Abidjan mise sur ses minéraux critiques pour transformer l’afrique

À Abidjan, les nations africaines productrices de minéraux critiques et leurs alliés stratégiques ont scellé une ambition commune : faire de ces ressources naturelles le moteur d’une croissance économique, industrielle et sociale sans précédent. L’enjeu ? Valoriser localement ces trésors géologiques estimés à 29 500 milliards de dollars, tout en structurant des filières régionales capables de répondre à la demande mondiale, en pleine expansion.

Une conférence ministérielle a réuni, récemment, des responsables africains des secteurs des Mines, de l’Énergie, de l’Industrie et de l’Économie verte, aux côtés d’experts de l’Union africaine, de la Zone de libre-échange continentale africaine (ZLECAf), de la Commission économique des Nations unies pour l’Afrique, ainsi que des banques de développement et investisseurs internationaux.

Abidjan, symbole d’un nouveau pacte minier continental

L’objectif est sans ambiguïté : permettre au continent de tirer pleinement parti de ses immenses réserves de minéraux stratégiques, comme le cobalt, le lithium, le graphite ou les terres rares, et les convertir en leviers de développement durable et inclusif. Une vision partagée par tous les participants, convaincus que l’Afrique doit désormais maîtriser son destin économique.

Un tournant décisif pour le continent

Lors de l’ouverture des travaux, le président de la Banque africaine de développement a appelé à une refonte radicale de la gestion des ressources naturelles africaines. « Cette conférence vise à instaurer un changement de paradigme, en bâtissant un nouveau partenariat pour l’Afrique, afin qu’elle maîtrise enfin ses ressources et en profite directement à sa population », a-t-il déclaré.

Il a souligné l’urgence de transformer localement les matières premières pour générer davantage de valeur ajoutée sur le continent.
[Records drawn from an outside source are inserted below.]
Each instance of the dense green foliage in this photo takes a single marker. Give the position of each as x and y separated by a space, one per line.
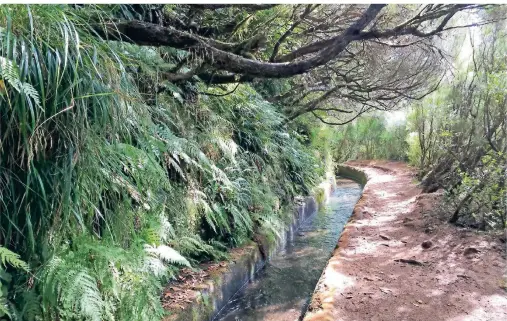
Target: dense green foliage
124 159
370 138
459 139
107 186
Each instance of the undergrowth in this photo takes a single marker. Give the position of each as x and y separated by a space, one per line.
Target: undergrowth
110 180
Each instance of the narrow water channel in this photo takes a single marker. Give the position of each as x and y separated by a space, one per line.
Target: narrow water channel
282 289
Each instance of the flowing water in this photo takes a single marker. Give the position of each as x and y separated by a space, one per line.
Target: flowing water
282 289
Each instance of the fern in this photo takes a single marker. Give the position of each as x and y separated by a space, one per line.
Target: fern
167 254
13 259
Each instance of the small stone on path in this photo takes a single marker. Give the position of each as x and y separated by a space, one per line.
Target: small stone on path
427 244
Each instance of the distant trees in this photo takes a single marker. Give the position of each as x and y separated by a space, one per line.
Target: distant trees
334 62
370 138
460 141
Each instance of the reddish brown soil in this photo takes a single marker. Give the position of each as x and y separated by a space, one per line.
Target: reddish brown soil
459 277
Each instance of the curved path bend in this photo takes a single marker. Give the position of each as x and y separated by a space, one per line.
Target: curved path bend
459 277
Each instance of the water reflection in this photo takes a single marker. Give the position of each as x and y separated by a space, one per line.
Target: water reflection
283 288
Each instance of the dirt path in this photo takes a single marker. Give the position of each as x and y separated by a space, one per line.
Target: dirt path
459 277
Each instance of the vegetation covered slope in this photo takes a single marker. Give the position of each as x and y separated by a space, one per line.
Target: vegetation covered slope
104 192
138 139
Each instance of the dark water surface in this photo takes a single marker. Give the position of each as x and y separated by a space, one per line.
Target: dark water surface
282 289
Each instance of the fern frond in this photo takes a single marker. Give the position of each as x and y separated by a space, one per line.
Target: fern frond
13 259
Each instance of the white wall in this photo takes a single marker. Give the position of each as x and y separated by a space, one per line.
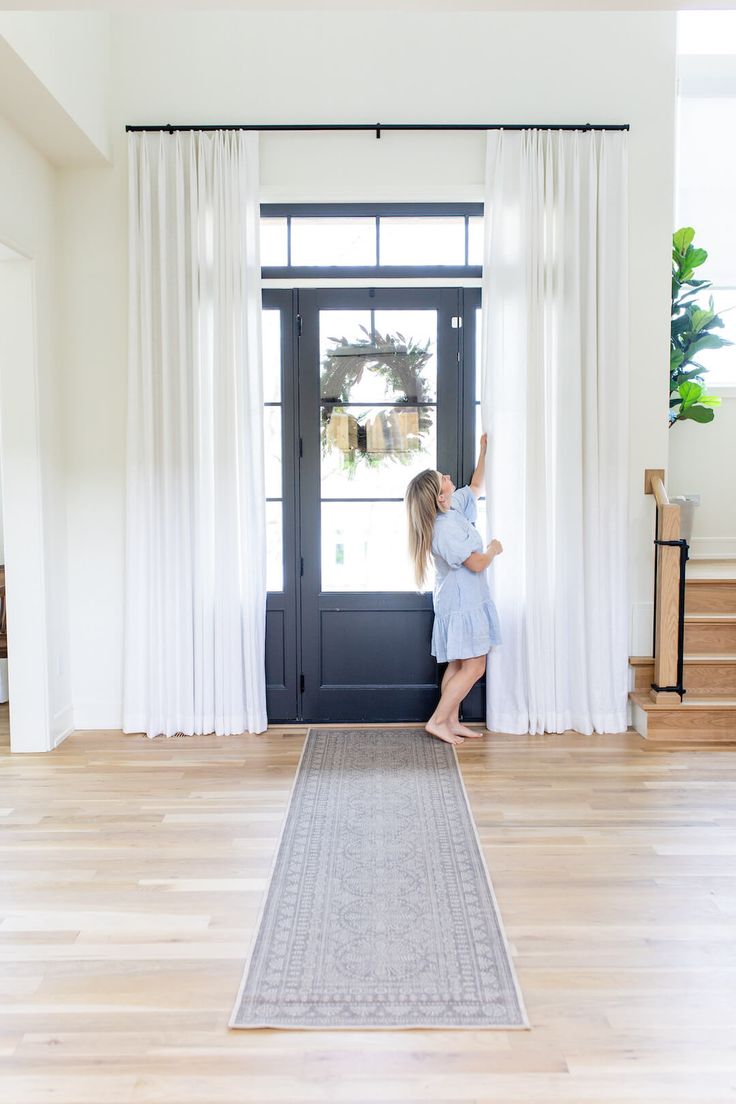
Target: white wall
337 66
28 224
68 53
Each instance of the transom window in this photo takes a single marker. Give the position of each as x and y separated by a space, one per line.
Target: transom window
372 239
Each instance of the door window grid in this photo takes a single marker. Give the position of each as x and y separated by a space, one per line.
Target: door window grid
273 447
370 449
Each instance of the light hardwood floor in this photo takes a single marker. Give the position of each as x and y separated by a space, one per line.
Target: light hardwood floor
131 873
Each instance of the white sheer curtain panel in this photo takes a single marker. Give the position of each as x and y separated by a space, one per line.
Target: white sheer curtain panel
554 396
195 547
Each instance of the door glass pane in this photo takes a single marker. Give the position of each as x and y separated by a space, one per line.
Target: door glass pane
480 523
428 241
274 250
275 545
373 452
377 357
364 547
478 348
272 353
273 450
333 242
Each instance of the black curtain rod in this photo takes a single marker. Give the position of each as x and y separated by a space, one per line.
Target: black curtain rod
379 127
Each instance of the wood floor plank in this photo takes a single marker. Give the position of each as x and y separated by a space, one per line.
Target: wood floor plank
132 871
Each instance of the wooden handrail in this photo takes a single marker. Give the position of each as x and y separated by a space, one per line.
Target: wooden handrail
667 621
654 485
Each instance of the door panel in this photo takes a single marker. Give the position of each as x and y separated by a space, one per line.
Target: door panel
353 622
379 402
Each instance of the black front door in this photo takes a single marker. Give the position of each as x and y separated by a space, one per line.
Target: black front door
382 386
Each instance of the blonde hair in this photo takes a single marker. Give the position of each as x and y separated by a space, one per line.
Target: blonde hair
422 506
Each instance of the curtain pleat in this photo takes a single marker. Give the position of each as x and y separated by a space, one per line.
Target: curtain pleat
554 397
195 530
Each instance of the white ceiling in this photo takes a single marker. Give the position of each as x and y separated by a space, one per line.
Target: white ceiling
121 6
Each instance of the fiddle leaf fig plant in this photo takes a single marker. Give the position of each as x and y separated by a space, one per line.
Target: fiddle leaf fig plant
691 332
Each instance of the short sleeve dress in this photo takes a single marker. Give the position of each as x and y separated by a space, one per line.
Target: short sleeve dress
466 619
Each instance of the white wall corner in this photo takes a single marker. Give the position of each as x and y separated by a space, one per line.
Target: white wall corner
62 725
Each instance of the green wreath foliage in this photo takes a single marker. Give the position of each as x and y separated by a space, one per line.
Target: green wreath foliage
400 361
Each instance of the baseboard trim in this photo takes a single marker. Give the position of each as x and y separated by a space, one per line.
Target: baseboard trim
105 715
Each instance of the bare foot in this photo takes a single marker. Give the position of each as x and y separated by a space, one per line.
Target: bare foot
462 730
443 732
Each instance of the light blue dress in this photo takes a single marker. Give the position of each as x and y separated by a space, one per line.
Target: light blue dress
466 619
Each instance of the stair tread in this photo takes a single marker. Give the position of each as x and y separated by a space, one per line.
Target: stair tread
710 580
710 657
641 698
716 618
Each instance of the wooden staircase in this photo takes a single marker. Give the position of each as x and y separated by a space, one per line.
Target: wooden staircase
707 713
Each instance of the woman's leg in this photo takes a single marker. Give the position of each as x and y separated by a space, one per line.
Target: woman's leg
454 690
459 730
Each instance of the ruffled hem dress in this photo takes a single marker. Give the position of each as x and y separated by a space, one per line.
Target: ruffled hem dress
466 618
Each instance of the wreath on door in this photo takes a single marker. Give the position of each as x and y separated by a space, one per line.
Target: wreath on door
393 433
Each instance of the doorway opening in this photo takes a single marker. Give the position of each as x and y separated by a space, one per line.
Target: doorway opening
364 388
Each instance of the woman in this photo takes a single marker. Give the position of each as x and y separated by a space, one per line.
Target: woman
466 622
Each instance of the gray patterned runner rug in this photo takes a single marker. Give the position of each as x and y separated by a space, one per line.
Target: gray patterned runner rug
380 912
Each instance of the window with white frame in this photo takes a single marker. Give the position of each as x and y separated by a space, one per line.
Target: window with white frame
706 166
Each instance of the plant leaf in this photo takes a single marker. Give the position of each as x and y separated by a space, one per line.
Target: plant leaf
682 239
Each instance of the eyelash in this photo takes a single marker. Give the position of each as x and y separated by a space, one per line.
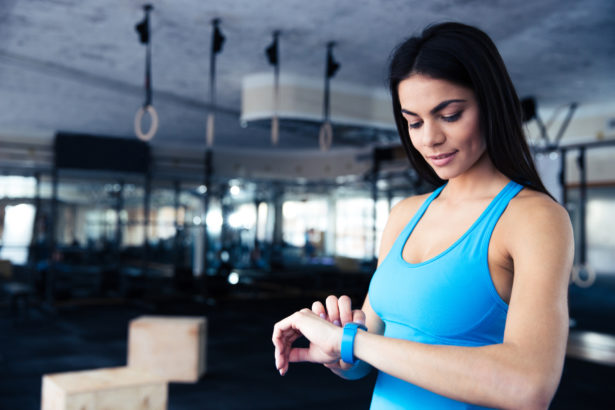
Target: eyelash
449 118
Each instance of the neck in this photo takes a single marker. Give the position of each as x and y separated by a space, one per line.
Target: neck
482 180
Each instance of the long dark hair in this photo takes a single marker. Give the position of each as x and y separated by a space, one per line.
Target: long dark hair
466 56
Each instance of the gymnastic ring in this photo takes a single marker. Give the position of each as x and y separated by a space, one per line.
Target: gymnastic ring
153 127
325 136
578 280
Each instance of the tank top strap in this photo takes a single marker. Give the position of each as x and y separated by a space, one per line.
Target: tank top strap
401 239
496 208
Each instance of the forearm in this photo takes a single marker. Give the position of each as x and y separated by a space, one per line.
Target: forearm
358 371
495 375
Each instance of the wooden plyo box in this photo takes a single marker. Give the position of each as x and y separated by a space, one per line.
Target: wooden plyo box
118 388
170 347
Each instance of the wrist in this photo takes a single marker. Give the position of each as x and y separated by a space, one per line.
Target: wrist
347 343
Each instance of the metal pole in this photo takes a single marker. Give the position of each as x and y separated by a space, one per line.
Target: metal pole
562 176
582 205
375 171
50 280
146 220
207 172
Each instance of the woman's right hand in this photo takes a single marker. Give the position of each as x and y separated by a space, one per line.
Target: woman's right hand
339 312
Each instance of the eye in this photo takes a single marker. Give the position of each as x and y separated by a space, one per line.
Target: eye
452 118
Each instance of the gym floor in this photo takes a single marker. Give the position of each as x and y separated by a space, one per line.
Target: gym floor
240 369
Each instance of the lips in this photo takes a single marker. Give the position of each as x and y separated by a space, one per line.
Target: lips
442 159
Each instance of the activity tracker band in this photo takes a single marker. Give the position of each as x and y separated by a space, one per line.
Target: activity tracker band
347 348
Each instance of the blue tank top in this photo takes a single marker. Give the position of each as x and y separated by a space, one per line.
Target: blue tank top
449 299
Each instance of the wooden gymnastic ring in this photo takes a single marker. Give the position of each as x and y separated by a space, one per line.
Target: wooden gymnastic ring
578 280
153 127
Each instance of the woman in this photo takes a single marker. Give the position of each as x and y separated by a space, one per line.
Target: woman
468 305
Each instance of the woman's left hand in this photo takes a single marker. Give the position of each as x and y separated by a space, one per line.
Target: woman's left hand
324 337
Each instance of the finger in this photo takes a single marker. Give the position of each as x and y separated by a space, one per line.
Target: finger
333 310
319 309
345 307
358 316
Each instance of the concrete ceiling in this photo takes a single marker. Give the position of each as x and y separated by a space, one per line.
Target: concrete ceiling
77 65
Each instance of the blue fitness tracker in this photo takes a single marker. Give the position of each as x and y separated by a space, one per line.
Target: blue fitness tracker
347 349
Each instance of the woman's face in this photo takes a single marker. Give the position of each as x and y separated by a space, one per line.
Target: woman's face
443 123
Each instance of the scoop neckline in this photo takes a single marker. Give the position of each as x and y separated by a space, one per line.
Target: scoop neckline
461 238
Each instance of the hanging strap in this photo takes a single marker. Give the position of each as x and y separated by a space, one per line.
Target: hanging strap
325 136
143 29
273 57
217 41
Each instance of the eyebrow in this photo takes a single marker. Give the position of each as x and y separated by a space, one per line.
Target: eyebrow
435 109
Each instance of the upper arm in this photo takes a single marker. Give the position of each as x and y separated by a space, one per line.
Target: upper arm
541 247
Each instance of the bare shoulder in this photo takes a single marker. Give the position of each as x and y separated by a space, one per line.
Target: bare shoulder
533 217
537 209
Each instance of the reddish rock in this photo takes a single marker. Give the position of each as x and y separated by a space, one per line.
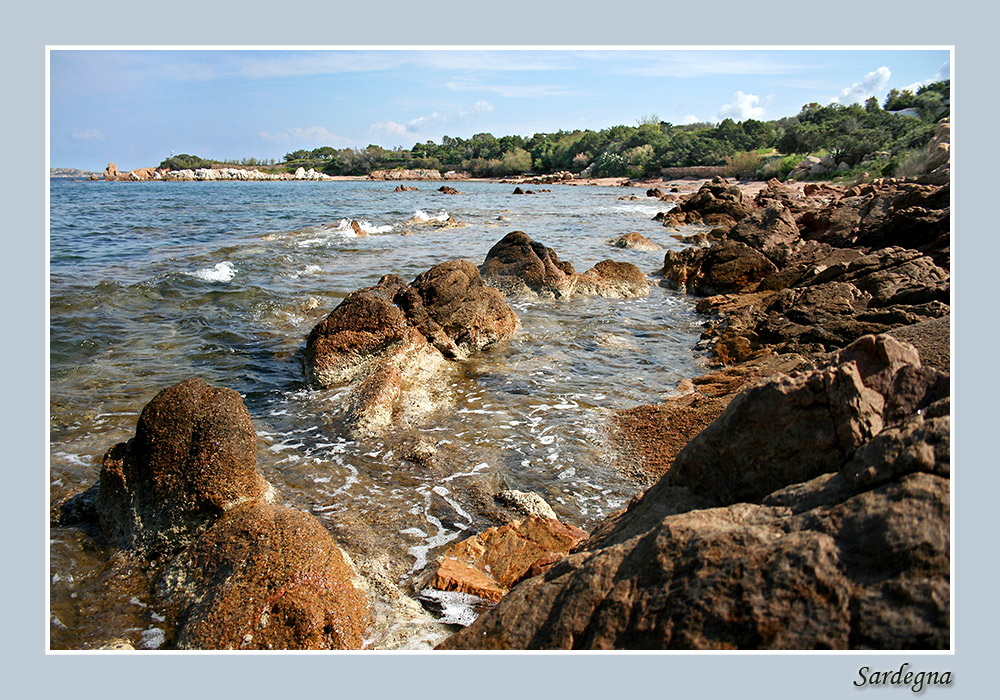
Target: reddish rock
264 577
192 459
635 241
487 565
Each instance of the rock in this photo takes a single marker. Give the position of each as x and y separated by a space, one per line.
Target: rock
264 577
634 241
358 231
526 503
819 418
381 340
192 459
517 264
856 557
487 565
716 197
613 280
403 174
724 267
771 230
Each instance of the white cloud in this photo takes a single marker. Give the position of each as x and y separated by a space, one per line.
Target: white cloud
511 90
308 136
88 135
744 106
416 129
872 85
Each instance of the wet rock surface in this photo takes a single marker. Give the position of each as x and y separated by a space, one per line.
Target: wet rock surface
519 265
391 344
197 532
849 552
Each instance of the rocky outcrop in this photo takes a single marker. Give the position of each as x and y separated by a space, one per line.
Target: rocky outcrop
403 174
193 457
518 265
829 540
264 577
230 569
634 241
716 197
390 344
487 565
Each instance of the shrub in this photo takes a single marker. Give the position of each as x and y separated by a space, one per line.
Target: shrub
744 165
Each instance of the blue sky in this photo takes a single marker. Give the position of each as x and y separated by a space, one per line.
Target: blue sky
135 106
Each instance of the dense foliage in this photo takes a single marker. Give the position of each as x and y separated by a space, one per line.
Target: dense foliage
869 137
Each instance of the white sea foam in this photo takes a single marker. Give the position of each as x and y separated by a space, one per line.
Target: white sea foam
222 272
456 608
421 215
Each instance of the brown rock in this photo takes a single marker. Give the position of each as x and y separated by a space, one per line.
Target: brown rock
634 241
264 577
192 459
487 565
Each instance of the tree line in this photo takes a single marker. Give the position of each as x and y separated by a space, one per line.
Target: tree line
871 136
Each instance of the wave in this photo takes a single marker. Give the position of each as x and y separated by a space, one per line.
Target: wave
222 272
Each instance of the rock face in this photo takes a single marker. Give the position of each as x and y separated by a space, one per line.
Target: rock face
518 265
390 343
851 551
193 457
634 241
264 577
231 570
487 565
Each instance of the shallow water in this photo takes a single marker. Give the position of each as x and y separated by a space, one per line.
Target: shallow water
152 283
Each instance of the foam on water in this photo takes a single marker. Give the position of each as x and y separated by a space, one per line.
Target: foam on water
221 272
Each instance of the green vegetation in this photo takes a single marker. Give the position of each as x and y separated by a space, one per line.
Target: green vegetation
871 140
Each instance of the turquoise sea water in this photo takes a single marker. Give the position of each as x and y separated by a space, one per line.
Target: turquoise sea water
152 283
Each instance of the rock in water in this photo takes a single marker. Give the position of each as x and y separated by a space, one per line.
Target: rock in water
635 241
487 565
849 552
518 265
264 577
391 343
193 457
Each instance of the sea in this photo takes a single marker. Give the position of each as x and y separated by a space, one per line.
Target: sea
151 283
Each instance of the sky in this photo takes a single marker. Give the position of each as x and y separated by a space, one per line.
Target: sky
136 107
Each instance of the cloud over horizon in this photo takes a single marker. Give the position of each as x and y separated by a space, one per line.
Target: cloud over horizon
872 85
744 106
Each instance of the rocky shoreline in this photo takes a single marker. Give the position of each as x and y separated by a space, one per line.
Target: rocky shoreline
798 494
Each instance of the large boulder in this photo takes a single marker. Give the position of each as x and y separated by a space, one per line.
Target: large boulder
519 265
390 344
724 267
264 577
716 197
487 565
193 458
851 552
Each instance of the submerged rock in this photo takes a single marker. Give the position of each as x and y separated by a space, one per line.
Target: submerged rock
850 552
487 565
518 265
634 241
264 577
391 343
193 458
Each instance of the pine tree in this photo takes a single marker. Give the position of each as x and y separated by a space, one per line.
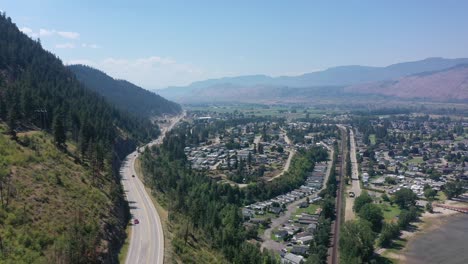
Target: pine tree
59 131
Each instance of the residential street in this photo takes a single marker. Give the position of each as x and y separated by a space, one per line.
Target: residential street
266 237
355 183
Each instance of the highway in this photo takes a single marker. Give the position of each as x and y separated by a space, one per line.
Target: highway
355 182
147 237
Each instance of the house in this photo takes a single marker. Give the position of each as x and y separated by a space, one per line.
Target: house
275 210
293 259
300 250
305 240
281 234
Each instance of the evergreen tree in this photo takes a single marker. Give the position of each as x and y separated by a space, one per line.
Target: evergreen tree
59 130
Une réforme du financement du développement s’impose également : « L’Afrique compte plus de 100 institutions dédiées, mais leur impact cumulé ne représente que 1 % du bilan mondial des institutions de financement du développement. Il est impératif de renforcer et recapitaliser ces structures », a-t-il insisté.

Pour lui, le développement d’infrastructures résilientes et la création d’industries locales sont les piliers d’une exploitation minière plus rentable et bénéfique pour les populations.

La Côte d’Ivoire mise sur son sous-sol pour son avenir

Le ministre ivoirien des Mines, du Pétrole et de l’Énergie a plaidé pour une solidarité africaine renforcée : « Le défi est de convertir ces ressources en richesses durables et partagées. Aucun pays ne peut y parvenir seul. Nous devons collaborer pour construire des chaînes de valeur régionales ».

Il a révélé que près des trois quarts du territoire ivoirien recèlent des minéraux critiques, un atout majeur dans la stratégie du président Alassane Ouattara pour faire de la Côte d’Ivoire un pays à revenu intermédiaire supérieur d’ici 2030. Un plan quinquennal (2026-2040), évalué à 38 000 milliards de francs CFA, vise à concrétiser cette ambition, avec un financement majoritairement issu du secteur privé.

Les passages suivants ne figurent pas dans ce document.